Chinese equipment vendor ZTE has become a member of the board of directors of the LoRa Alliance, which is promoting the worldwide development of low-power wide-area network (LPWAN) technologies using its own LoRaWAN system.

Liu Jianye, ZTE’s GM for energy and IoT innovation, will serve as its representative on the board.

Prior to joining the board, ZTE, together with 20 partners, sponsored the China LoRa Application Alliance (CLAA), which works to promote the use of LoRa technologies in industry verticals and develop LoRa standards and specifications.

In four months, CLAA has recruited more than 40 full members and many IoT companies have submitted applications to join the alliance, ZTE said.

CLAA has issued carrier-class specifications regarding numbering rules, frequency usage, extension of the MAC layer and server open interface. Based on the specifications, members have developed network solutions covering modules, nodes, base stations, network servers, application servers and security servers.

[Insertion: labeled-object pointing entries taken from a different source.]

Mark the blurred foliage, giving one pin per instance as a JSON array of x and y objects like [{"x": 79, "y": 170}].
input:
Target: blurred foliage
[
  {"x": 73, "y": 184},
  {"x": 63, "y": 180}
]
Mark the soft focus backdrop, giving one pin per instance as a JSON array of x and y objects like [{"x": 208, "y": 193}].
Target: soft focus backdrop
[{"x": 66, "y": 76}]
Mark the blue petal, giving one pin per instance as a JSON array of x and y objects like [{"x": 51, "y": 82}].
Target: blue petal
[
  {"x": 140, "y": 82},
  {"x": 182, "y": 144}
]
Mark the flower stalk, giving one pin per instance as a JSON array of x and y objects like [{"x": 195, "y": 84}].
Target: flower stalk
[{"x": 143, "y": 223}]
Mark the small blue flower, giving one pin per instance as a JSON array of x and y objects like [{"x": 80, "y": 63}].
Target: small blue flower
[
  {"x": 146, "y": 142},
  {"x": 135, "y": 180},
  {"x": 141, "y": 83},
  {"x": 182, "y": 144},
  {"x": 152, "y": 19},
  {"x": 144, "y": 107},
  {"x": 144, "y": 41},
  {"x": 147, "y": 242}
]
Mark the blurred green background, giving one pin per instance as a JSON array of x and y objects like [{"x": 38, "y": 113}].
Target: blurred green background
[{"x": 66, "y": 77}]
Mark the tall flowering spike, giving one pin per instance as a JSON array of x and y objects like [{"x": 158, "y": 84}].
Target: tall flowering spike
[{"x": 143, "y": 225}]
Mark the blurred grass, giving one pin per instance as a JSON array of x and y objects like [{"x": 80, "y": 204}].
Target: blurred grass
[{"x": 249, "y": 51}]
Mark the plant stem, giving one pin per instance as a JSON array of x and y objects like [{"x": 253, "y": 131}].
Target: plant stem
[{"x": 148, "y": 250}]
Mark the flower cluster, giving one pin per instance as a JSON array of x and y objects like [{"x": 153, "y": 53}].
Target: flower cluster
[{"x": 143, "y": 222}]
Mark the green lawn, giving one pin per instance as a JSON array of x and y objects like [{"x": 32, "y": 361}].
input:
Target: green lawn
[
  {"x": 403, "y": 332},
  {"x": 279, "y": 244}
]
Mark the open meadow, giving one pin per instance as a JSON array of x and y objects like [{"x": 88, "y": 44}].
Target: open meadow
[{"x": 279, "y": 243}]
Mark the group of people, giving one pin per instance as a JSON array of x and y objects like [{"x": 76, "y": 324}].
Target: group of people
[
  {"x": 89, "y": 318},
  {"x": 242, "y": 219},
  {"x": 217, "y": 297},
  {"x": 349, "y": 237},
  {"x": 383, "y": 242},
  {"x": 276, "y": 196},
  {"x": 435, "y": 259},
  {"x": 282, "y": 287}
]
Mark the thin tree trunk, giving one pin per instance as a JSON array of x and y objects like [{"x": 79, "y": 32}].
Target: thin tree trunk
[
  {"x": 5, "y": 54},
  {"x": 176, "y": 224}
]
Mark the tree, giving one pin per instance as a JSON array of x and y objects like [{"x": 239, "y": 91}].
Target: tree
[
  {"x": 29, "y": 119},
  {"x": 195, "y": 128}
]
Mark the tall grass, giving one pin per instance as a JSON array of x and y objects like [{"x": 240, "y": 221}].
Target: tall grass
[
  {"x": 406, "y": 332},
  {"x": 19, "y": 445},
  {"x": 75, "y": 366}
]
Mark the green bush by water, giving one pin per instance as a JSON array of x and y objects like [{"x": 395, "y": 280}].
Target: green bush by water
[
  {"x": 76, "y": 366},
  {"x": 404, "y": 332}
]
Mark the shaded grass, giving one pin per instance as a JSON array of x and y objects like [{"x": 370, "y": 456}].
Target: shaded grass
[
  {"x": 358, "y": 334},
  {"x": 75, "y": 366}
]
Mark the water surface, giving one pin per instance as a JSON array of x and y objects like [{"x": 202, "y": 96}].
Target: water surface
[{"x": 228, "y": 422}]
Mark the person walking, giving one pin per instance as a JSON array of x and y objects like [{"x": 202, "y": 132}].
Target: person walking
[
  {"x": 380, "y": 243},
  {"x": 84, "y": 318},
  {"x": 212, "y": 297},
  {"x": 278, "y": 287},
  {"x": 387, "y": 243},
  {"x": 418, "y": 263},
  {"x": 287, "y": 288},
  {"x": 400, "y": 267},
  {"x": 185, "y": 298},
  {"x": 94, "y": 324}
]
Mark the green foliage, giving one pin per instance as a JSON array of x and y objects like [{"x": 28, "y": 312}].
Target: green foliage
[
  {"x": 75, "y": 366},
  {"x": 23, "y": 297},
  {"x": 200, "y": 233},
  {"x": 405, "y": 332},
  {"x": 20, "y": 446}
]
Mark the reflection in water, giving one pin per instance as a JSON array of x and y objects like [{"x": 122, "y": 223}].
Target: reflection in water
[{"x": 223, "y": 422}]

LoRa is just one technology option for the deployment of low power wide area networks. Alternatives include Sigfox, as well as RPMA technology from Ingenu. And the mobile community is rallying around NB-IoT, which is expected to be officially ratified as a standard by the 3GPP this week.

ZTE is supporting both LoRa and NB-IoT. Its LoRa statement this week said it is also “taking positive steps to fully realise the commercial use of [NB-IoT] terminal chips, networks and applications.”

Earlier this month it showcased NB-IoT technology at China Mobile’s 5G innovation laboratory.